New text fragments will appear under these clips.
Comments can be used.
Look closer.
Each photo tells a story.
First there were buildings.
I started taking pictures of buildings.
Then, after a while, I moved slowly from buildings to persons.
From stones to bodies.
From walls to skin.
I went inside.
Opened the doors.
Windows became eyes.
So, this is my town. My country.
This is where I live.
In persons.
Next week Akbar and I will meet in Amsterdam.
I need more information about him. Stories I can use.
Could he be the “owner” of the Media Me pool on Flickr, in the script?
The textdocument on my desktop is getting shape, in a chaotic way.
Chaos comes with the subject: The digital revolution.
Next to the voice of Pictureman there are two other voices talking.
I call them A and B.
They’re like commenters, sitting in an editroom, surrounded by lots of machines.
Sometimes I feel lonely.
But not when I’m behind my computer.
A picture can be company, you know.
Writing comments.
Being social.
Making connections.
I know them.
I’ve met them.
They know me.
So that’s it.
When I freez, I socialize.
I like documentaries.
And… the Simpsons.
But that’s personal.
I almost never look at movies.
I hate dramaseries and soaps, I don’t care.
I don’t understand.
Games and shows are not for me.
Don’t even talk about it.
I just don’t understand that kind of fun.
I never watch television on my computer.
I need a big screen.
My eyes are getting tired very often.
I’m a very tolerant person.
The only thing I hate are intolerant people.
It would be a nightmare for me, if my pictures would be used for something I can not identify with.
Identification is important.
I love my pictures.
I love people.
I love to learn.
But I hate manuals.
I never read them.
When I bought my camera, I read the first twenty pages.
Then I stopped.
I thought: when I need something, I’ll look it up.
When something goes wrong with my computer, I call someone to help me.
Technique has to be easy.
Technique should make me feel comfortable.
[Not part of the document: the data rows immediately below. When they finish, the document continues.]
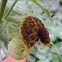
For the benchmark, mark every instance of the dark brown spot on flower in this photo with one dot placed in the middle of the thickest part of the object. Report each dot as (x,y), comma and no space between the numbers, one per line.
(28,31)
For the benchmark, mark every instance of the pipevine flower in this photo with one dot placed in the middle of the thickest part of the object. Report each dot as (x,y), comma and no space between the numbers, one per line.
(31,31)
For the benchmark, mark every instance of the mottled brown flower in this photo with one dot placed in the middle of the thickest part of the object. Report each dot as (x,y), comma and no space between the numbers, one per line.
(33,30)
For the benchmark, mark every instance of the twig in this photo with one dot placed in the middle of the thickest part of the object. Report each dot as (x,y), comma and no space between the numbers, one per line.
(10,9)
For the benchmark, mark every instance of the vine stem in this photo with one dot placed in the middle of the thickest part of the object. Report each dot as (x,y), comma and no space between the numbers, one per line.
(10,9)
(57,51)
(2,7)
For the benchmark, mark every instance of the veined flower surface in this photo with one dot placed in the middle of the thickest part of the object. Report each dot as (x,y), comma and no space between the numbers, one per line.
(32,30)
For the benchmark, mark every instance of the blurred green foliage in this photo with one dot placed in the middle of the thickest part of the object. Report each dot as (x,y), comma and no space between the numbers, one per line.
(55,31)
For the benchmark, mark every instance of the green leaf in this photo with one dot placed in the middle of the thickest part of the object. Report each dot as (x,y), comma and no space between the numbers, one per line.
(45,10)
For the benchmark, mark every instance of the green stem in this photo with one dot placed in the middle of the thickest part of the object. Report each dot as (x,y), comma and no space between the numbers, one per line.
(2,7)
(10,9)
(57,52)
(0,51)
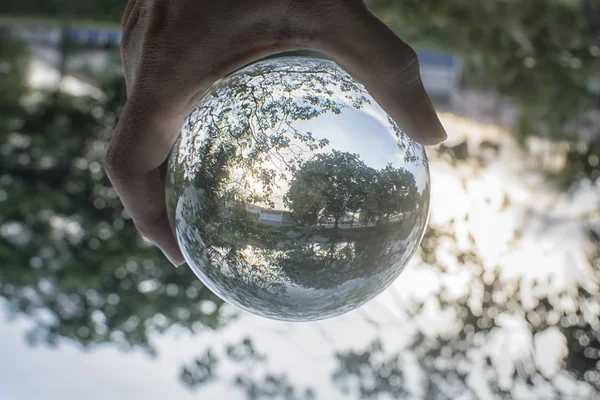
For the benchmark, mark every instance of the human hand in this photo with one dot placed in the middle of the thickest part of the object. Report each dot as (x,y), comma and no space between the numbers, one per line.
(174,50)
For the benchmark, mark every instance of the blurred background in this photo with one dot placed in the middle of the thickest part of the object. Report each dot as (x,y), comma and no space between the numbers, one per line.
(501,301)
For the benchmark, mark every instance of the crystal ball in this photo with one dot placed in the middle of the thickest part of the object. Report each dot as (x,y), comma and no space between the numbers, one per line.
(292,194)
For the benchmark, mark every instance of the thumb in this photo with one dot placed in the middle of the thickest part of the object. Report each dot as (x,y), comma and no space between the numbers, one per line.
(388,67)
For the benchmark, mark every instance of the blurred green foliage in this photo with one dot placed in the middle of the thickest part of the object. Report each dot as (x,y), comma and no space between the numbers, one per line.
(70,258)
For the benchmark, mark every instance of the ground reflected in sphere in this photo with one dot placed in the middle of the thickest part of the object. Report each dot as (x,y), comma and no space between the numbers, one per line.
(292,194)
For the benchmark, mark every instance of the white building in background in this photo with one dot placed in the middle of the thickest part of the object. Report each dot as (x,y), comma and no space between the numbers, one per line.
(441,72)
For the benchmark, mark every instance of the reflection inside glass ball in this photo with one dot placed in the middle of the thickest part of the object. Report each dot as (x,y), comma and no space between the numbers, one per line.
(293,195)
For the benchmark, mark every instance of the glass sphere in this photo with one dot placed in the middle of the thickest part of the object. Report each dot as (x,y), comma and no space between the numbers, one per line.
(292,194)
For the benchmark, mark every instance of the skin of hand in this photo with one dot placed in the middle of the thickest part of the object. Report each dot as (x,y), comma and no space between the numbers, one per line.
(174,50)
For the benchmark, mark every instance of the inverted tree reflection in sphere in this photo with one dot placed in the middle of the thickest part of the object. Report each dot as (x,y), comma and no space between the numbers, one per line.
(292,194)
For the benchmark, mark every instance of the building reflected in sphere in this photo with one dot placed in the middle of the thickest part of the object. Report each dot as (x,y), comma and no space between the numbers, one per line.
(292,194)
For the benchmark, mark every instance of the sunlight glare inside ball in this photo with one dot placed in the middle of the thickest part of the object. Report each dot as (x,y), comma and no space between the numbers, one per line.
(292,194)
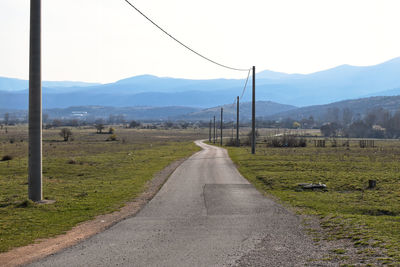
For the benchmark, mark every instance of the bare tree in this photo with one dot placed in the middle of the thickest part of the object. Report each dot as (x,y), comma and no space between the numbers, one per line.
(65,133)
(347,116)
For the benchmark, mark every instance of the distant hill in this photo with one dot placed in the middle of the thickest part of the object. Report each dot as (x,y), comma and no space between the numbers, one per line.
(359,106)
(12,84)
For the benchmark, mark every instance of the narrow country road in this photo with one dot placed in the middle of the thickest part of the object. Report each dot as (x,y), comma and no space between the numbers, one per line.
(206,214)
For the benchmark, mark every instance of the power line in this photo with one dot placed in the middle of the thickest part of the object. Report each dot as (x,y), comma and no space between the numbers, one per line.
(179,42)
(245,85)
Most of the time it makes me feel stupid.
I don’t want to feel stupid.
It has to be simple.
Look at me.
Just an old man with a camera and a hat.
This is how I look, late at night.
This is me.
I never try to look like someone who isn’t me.
These are all parts of me.
Privacy doesn’t exist anymore nowadays.
Not in this society.
Don’t touch the internet, they say, for it will touch you.
But I don’t want to stay at home all the time.
Why should I?
The moment you walk the street, you lose part of your privacy.
There it starts.
I don’t care.
I have a mobile phone.
I call and sms.
That’s it.
Once I took a picture with my phone, but I don’t know where it is right now.
It’s gone.
I have my camera, so why should I take pictures with my phone?
Internet on my phone? I don’t think so.
I will become an old, maybe a bit worried man.
I’m not very enthousiastic about my own health.
My health bothers me.
Being alone bothers me.
How did it change me?
Did it change me?
It’s hard to say.
(Silence)
I have to think about that.
(Silence)
Well, I look things up.
If I want to know something, I look it up.
I’m in charge.
I read newspapers.
I watch the news.
But I never search for news on the internet.
I don’t have to know everything.
Most of the time it doesn’t interest me.
Maybe it will interest me in a few years.
I can wait.
I’m not in a hurry.
I don’t want to be informed about anything.
I just de-connect from information.
I’m glad I’m not a news addict.
I’m addicted to people.
I like comments.
Sometimes it becomes a story.
I upload a picture, give it a title, and people start to comment, just like that.
They start to interpret.
Sometimes they see things I didn’t see.
It makes me laugh.
Sometimes I love to be offline.
As if it is not there.
Time flies when you’re online.
I also love to stop.
A few days, a week.
And now something completely different.
I consider it a world.
Strange, yet common after a while.
It’s all about how quick you get used to certain habits.